The catch-shares model lets you trade your individual quota to another (usually bigger) boat, and as such, has a mixed reputation. It’s been found to dramatically reduce bycatch in the Gulf of Mexico red snapper fishery. But for some fishermen, it’s yet another whack-a-mole regulatory snafu-in-waiting; in Europe it drove many small operators out of business.

It should come as no surprise that a recent Commerce Department report found that mistrust and hostility toward fisheries regulators has reached an apex in this country. It’s especially the case in the Mid-Atlantic, which has seen a number of protocols come and go in recent decades, each more maddening than the last.

Fishermen have seen healthy fisheries nearly shut down because of inaccurate science; they’ve tossed back thousands of dead bluefin tuna because the bluefins wound up on the National Oceanic and Atmospheric Administration‘s endangered species list. “Common sense, it isn’t so common out here,” says one Montauk fisherman.

In fairness, the National Marine Fisheries Service is working hard on sustainability in the face of intense industrial pressures on the high seas. In trying to address those competing interests, the Obama administration has offered up a comprehensive oceans policy blueprint that begins with the premise of ecosystem-based management and marine spatial planning, which divides the waters into sectors: The oil rigs will go here, the wind farms there, the natural gas pipelines here — even Republican Mississippi Gov. Haley Barbour thought it was a good idea. But last year’s BP disaster in the Gulf of Mexico eclipsed that conversation.

But where will the fishermen go? Where does this leave local fishermen already faced with a zeroing-out of new commercial fishing licenses? This codification of the sea into industrial sectors may yet be another sign that the fix is in for them, that an ever-shrinking fleet will be forced to negotiate a wind-befarmed future horizon while, back on land, hysterical environmentalists perched on oceanfront estates shovel fried squid down their gullets.

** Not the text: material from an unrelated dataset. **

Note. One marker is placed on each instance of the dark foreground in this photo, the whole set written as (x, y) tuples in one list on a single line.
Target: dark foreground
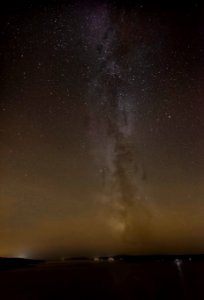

It’s time to put the small fishermen first, and stop treating them like the pariahs of the high seas. Acknowledge that overfishing is part of the problem, but recognize that the fishermen are the ones with the highest personal stake in the future health of our fisheries. If fishermen can begin working with regulators in the spirit of mutual sustainability, and abandon the battle of wills with regulators, American fisheries can survive — and might even begin to thrive again.